Theodora did not stop to investigate for signs of life. Her feet led deliberately. She went towards the house. It was a thin house, with elongated windows, like a lantern. The lower part was black slabs of logs with paler clay or adobe slapped into the interstices, but higher up the house became frailer frame, with the elongated windows, through which nothing showed of course, on account of the height. But the windows had also the blank look of the windows of deserted houses. Because there is nothing inside, they do not reflect. The glass coats up with dust.
This, then, was the blank house that Theodora found. But it did not deter. She went towards the house door, which was frame like the upper part, and a natural colour, darkened by the weather. All through the clearing where the house stood, the grass was yellow, dead. Fire would have run here. But the house itself in no way suggested that it might be carried away by the passions of fire.
Theodora found the padlock that the owners had left, presumptuously protecting their house with a seal of iron. Another time she might have been deterred, but not now. It was obvious that this must break. She had never been more confident. She picked at the screws of the hasp with her fingernails, and the screws came out easily, out of the old soft wood. The token padlock fell away from the house, so that she was able to walk in, into the smell of dust and animals.
The rough and awkward sounds of her motion yawned up through the house. The exterior had not deceived. There was not much inside. The objects that people had not valued. The things that were old or broken. And dust. The world was dim with dust through the coated windows, the glass of which normally would have had the amethyst tinge which is noticeable in certain light.
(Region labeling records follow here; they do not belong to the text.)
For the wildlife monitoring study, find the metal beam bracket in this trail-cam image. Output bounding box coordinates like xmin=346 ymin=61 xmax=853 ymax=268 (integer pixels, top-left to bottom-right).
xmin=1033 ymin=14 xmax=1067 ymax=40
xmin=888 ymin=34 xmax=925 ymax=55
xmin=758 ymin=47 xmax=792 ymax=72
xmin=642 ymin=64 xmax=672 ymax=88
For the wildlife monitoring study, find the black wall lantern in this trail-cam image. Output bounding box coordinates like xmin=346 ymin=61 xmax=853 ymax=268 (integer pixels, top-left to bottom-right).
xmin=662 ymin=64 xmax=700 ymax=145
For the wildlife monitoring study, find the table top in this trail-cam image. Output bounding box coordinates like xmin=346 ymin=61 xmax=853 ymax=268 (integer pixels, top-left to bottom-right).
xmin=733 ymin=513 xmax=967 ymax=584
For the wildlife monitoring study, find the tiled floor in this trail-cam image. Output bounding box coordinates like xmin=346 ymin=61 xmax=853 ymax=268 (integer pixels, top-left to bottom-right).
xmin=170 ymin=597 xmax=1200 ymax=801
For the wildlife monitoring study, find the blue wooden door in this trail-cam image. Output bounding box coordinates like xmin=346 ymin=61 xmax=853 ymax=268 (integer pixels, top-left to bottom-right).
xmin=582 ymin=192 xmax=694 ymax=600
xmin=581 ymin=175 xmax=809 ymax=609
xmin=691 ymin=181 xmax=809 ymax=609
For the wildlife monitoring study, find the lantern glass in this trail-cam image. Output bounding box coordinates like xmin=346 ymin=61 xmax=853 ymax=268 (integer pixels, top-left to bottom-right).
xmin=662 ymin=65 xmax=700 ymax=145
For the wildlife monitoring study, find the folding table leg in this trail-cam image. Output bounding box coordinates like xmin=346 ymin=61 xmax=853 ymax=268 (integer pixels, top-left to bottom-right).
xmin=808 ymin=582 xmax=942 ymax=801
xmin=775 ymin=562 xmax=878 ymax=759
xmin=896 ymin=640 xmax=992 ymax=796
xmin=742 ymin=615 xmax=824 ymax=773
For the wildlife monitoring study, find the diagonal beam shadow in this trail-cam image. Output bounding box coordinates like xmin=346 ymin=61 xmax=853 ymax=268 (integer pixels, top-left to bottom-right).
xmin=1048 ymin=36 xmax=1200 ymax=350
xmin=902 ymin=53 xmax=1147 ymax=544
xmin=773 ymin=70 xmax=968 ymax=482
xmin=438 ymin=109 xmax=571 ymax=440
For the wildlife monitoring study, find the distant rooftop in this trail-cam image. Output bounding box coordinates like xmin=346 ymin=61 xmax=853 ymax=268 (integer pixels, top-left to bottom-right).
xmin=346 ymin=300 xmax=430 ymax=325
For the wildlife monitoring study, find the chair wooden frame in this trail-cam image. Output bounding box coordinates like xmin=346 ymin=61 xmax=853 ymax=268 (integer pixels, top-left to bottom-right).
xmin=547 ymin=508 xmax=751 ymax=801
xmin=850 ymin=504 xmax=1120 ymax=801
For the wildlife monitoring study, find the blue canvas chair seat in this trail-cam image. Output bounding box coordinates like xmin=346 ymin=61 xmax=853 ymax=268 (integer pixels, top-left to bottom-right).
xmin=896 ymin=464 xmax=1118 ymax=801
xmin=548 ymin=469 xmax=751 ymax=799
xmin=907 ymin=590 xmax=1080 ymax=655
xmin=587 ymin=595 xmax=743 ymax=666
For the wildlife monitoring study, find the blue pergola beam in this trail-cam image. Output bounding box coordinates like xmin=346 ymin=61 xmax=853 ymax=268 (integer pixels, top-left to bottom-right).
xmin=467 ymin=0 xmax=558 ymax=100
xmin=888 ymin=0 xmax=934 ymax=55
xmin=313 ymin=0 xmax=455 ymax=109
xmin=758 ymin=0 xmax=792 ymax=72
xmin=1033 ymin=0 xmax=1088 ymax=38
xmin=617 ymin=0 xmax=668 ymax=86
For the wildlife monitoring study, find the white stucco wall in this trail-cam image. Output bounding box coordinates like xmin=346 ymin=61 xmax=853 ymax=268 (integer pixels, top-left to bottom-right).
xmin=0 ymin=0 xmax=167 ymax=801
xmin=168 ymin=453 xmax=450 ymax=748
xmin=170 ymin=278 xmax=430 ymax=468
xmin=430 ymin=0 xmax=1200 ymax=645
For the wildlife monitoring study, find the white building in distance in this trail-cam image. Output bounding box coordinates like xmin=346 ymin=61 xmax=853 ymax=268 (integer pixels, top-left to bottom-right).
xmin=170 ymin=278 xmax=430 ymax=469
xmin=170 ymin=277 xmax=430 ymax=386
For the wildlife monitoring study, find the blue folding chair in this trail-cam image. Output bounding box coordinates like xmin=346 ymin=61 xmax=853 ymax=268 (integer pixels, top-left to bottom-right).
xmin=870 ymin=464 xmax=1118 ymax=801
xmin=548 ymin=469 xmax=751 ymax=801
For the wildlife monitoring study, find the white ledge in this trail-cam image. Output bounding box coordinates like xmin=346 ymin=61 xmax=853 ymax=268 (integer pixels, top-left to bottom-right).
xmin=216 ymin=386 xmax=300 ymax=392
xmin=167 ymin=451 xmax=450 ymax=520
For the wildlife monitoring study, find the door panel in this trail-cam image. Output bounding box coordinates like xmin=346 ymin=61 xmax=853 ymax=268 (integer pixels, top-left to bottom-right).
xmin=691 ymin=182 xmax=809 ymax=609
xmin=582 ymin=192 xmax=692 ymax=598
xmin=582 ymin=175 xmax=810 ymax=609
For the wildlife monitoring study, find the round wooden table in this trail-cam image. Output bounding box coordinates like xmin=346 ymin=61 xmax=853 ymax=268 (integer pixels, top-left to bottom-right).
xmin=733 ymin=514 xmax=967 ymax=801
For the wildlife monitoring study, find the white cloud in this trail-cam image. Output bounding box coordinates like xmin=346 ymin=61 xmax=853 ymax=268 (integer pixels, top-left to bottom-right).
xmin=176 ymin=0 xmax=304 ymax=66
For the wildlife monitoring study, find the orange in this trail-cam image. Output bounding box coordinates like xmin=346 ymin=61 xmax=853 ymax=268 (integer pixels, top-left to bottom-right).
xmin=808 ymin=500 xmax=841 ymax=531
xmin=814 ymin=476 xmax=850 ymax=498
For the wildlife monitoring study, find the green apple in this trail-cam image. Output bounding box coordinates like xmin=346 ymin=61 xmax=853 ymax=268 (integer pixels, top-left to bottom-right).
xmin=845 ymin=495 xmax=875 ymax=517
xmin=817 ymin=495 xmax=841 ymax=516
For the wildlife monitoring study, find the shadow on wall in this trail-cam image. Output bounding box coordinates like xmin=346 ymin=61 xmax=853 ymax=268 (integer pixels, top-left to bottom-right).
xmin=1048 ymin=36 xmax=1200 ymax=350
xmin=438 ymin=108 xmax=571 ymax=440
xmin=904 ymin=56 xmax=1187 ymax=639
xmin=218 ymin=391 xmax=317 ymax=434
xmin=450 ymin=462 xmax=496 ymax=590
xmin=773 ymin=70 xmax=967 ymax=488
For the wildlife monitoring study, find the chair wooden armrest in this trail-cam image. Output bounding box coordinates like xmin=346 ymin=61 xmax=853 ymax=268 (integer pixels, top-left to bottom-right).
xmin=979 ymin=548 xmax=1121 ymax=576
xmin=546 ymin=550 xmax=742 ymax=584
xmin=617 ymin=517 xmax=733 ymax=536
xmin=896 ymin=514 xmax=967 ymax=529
Theodora Goodman walked through her house with pleasure.
She walked up the narrow, railed stairs to the upper part. There was the same space of emptiness, but the larger windows gave more light, the windows that she threw open now, and there the valleys flowed. In this light the valleys did flow. At the foot of mountains they moved in the soft and moving light, the amethyst and grey. They flowed at the roots of the black sonorous islands. All the time the light seeped deeper into the craters of the earth.
Seen from the solitude of the house the process of disintegration that was taking place at the foot of the mountains should have been frightening and tragic, but it was not. The shapes of disintegrating light protested less than the illusions of solidity with which men surround themselves. Theodora now remembered with distaste the ugly and unnatural face of the Johnsons' orange marble clock. Because the death rattle of time is far more acute, and painful, and prolonged, when its impermanence is disguised as permanence. Here there were no clocks. There was a time of light and darkness. A time of crumbling hills. A time of leaf, still, trembling, fallen.